Suite aux prêts de secours en 2020, une nouvelle vague d’injections financières est maintenant envisagée, et l’agenda des Spring Meetings du FMI en avril 2021 a inclus l’idée d’allouer de nouveaux droits de tirage spéciaux (Special Drawing Rights, SDR) pour un montant de $500 milliards. Ceci devrait surtout accroître le niveau des réserves de change disponibles pour les pays pauvres les plus touchés par la pandémie sans augmenter leur niveau d’endettement. A la lumière de ce qui précède, la question de transparence et de l’objectif visé dans l’allocation et l’utilisation de ces SDR reste primordiale.
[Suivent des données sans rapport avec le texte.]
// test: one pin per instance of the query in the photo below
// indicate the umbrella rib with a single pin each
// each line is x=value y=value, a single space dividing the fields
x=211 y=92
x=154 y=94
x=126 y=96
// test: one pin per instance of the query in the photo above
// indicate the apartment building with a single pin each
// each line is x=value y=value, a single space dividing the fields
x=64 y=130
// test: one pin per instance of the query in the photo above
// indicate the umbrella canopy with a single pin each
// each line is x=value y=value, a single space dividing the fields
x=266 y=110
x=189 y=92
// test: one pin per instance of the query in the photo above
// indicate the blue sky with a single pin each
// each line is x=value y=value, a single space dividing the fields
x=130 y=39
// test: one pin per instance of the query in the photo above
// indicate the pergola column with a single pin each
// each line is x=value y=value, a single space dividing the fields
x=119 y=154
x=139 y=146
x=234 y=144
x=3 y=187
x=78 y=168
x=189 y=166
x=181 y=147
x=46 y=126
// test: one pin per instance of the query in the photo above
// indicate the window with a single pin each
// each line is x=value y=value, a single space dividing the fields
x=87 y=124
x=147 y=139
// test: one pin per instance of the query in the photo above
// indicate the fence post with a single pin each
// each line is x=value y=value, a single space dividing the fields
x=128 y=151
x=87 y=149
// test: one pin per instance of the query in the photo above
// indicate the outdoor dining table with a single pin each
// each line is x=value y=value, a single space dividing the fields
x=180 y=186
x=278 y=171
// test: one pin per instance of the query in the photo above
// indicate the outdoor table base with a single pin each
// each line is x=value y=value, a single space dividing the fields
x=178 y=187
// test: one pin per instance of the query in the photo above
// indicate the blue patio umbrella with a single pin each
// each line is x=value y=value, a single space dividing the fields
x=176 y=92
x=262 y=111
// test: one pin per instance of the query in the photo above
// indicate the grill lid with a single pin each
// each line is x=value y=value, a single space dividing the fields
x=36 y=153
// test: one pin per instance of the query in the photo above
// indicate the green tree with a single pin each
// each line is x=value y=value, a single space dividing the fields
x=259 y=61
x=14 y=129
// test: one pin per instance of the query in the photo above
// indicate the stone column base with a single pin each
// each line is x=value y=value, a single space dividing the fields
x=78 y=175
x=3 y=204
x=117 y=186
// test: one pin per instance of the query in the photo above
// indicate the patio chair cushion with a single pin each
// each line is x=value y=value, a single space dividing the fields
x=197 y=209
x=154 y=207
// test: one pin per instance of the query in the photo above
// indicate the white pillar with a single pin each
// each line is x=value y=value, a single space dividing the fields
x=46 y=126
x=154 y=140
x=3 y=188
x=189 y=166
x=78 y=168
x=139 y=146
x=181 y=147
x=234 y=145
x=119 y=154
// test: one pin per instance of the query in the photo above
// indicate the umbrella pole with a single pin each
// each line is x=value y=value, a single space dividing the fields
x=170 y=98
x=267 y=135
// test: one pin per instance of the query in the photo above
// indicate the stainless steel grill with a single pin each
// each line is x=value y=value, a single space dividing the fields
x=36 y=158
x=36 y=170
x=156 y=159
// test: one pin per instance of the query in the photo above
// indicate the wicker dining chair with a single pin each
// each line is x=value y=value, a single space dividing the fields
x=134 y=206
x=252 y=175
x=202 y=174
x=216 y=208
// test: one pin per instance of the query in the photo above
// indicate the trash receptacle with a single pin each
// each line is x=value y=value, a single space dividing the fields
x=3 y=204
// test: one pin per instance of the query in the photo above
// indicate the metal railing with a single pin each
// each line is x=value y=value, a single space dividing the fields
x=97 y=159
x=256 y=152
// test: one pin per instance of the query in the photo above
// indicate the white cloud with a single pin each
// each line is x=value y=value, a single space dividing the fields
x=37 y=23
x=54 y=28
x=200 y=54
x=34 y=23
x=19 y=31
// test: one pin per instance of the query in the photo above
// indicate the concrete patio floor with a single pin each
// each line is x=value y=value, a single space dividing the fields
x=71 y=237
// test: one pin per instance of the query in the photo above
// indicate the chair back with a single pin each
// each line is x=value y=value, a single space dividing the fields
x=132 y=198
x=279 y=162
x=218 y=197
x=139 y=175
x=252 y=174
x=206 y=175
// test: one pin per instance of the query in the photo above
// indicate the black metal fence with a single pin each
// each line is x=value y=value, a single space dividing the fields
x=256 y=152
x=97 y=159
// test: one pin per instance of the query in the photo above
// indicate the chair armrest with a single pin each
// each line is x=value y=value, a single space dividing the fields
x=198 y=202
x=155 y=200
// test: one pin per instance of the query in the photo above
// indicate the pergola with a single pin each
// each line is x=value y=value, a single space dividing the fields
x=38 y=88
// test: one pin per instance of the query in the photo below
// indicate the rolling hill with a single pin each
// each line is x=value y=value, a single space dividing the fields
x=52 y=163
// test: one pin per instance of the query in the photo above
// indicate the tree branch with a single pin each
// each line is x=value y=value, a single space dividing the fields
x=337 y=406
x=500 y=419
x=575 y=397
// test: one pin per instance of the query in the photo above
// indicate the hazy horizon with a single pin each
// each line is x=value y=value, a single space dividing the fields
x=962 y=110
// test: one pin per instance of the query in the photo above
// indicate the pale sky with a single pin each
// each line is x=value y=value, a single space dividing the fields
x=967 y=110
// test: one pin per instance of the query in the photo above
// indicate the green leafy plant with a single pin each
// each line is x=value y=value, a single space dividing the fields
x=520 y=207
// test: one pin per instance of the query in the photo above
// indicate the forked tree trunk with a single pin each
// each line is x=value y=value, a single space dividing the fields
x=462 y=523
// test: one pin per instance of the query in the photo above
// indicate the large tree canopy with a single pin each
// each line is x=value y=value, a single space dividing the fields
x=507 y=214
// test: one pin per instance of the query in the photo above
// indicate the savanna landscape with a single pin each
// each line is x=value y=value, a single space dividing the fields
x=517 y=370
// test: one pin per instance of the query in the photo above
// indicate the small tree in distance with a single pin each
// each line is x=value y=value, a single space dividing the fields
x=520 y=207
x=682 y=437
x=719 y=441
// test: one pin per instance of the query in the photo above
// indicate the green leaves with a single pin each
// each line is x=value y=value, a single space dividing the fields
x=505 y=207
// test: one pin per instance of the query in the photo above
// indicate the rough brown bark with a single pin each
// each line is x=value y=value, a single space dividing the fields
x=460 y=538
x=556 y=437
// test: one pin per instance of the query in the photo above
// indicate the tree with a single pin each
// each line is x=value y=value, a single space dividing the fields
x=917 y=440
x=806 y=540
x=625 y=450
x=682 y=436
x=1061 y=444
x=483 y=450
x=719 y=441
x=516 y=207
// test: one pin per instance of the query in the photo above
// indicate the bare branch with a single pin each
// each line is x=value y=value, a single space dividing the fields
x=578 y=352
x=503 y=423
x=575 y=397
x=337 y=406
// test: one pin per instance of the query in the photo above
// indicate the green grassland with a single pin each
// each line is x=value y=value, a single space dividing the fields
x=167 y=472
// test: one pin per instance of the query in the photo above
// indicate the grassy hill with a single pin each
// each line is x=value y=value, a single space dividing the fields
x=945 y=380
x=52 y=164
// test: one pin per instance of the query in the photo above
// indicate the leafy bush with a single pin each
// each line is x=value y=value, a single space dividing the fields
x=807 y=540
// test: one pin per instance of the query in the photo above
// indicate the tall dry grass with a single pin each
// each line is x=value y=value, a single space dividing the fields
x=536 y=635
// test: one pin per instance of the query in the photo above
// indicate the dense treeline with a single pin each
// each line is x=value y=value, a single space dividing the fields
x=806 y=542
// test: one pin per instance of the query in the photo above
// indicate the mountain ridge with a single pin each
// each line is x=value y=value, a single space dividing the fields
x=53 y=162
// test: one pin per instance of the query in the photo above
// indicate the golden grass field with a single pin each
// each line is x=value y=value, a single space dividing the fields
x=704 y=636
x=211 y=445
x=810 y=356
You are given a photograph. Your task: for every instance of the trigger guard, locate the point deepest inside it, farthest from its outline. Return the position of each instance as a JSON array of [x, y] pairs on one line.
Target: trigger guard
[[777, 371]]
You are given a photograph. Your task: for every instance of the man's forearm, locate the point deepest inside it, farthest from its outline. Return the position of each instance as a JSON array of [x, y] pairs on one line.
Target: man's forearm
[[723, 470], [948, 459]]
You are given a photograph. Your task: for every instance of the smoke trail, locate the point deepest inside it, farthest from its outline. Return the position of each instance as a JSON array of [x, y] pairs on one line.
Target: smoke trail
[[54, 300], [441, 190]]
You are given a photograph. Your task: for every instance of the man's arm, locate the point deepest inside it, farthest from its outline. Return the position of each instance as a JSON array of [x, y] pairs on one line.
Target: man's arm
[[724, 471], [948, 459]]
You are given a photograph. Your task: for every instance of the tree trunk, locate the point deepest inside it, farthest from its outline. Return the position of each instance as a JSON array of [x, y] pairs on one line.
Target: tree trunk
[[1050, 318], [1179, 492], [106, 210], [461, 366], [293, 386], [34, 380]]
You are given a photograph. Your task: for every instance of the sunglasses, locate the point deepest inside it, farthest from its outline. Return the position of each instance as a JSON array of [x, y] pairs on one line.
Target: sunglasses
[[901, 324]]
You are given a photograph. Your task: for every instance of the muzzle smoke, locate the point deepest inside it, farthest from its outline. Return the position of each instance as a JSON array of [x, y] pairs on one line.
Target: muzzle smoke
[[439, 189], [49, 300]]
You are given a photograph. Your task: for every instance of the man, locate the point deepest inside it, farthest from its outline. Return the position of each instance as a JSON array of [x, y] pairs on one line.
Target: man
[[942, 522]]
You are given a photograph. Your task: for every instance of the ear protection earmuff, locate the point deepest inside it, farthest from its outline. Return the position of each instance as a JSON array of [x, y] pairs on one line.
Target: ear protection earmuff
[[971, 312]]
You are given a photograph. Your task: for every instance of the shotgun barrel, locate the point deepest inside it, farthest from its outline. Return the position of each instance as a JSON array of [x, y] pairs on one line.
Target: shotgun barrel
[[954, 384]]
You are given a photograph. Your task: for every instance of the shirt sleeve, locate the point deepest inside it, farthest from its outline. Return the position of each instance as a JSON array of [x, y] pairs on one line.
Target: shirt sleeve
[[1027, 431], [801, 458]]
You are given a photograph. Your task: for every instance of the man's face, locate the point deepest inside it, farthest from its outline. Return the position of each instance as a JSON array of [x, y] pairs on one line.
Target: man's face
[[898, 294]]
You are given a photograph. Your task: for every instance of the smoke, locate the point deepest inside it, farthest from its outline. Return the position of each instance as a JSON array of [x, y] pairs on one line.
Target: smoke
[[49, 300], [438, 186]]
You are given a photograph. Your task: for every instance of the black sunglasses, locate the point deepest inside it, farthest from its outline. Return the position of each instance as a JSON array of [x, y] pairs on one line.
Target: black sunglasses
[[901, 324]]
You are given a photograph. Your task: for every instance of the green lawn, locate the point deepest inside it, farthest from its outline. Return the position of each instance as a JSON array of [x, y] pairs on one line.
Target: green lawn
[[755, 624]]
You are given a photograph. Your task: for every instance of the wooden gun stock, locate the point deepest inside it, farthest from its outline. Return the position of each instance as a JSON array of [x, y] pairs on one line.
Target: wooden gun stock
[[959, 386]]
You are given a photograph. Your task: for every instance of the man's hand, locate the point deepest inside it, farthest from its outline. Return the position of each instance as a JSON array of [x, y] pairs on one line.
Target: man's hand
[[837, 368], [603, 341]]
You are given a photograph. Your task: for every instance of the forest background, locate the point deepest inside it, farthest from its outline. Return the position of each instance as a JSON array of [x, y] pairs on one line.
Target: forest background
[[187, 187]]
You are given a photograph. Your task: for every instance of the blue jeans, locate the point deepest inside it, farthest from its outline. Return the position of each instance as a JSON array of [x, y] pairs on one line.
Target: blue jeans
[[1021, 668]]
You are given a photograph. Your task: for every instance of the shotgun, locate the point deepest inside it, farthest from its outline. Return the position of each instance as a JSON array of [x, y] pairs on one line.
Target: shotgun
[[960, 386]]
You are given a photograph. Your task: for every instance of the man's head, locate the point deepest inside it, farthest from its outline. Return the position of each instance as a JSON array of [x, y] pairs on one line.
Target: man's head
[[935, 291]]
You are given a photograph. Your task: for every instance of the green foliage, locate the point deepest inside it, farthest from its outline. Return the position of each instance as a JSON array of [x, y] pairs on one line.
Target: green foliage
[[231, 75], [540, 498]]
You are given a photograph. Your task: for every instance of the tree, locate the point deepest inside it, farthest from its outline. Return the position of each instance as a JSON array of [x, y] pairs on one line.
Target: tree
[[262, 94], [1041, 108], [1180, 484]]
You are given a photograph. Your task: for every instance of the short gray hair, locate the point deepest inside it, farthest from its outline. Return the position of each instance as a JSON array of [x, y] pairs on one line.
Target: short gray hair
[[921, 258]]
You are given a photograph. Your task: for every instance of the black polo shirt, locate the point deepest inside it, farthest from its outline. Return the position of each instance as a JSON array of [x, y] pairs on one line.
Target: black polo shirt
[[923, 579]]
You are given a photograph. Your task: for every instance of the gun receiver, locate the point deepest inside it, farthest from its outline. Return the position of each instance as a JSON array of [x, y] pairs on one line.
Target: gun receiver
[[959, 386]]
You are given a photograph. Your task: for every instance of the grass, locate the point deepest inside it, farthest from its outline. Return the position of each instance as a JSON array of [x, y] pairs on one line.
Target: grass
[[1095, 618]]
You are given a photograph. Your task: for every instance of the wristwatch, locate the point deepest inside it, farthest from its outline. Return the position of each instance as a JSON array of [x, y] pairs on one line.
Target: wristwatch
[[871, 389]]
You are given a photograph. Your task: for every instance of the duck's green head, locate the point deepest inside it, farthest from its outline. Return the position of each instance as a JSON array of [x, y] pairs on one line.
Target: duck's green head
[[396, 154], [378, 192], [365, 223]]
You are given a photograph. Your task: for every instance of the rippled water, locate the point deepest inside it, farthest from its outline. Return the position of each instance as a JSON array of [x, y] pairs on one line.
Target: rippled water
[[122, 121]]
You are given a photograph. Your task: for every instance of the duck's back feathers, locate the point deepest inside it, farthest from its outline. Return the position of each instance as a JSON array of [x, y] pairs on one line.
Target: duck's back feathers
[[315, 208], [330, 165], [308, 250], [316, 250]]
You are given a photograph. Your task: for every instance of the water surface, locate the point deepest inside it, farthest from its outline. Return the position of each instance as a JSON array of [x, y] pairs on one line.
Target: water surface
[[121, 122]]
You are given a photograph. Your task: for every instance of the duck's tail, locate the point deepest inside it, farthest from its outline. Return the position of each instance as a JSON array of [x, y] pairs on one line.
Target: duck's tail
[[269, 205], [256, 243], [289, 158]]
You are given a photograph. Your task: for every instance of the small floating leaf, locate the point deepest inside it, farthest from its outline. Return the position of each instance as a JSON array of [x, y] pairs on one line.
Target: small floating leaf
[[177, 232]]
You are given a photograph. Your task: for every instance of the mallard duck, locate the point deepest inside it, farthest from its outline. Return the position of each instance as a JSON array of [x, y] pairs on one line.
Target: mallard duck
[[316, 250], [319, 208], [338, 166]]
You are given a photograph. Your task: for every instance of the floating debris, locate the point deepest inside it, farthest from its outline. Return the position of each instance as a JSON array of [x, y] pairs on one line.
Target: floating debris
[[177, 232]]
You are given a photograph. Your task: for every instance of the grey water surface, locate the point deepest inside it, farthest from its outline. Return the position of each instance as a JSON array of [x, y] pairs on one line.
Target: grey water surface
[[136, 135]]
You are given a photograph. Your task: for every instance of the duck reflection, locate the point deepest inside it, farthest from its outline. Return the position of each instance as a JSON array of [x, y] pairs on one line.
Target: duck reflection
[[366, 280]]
Répétons-le, davantage d’argent ne résoudra pas les maux fondamentaux de ces pays.

En conclusion, si le soutien aux pays en voie de développement dans leur bataille contre Covid-19 et ses conséquences est louable, le consensus émergent d’une réduction de la dette, voire de son annulation massive comme solution pour sortir les pays les pays les plus pauvres du piège de la dette et de la pauvreté apparaît pour le moins préoccupant, au regard des résultats des recherches et de l’expérience. Il en est de même pour les nouveaux droits de tirage spéciaux  conçus pour améliorer la situation de liquidité des pays les plus pauvres. Ce n’est pas le volume des financements injectés qui est le plus important, mais l’efficience et l’efficacité de son utilisation. En plus, l’argent n’est pas le déterminant de la bonne gouvernance, d’un leadership ou d’institutions efficaces et inclusifs, qui sont les véritables facteurs clés du développement.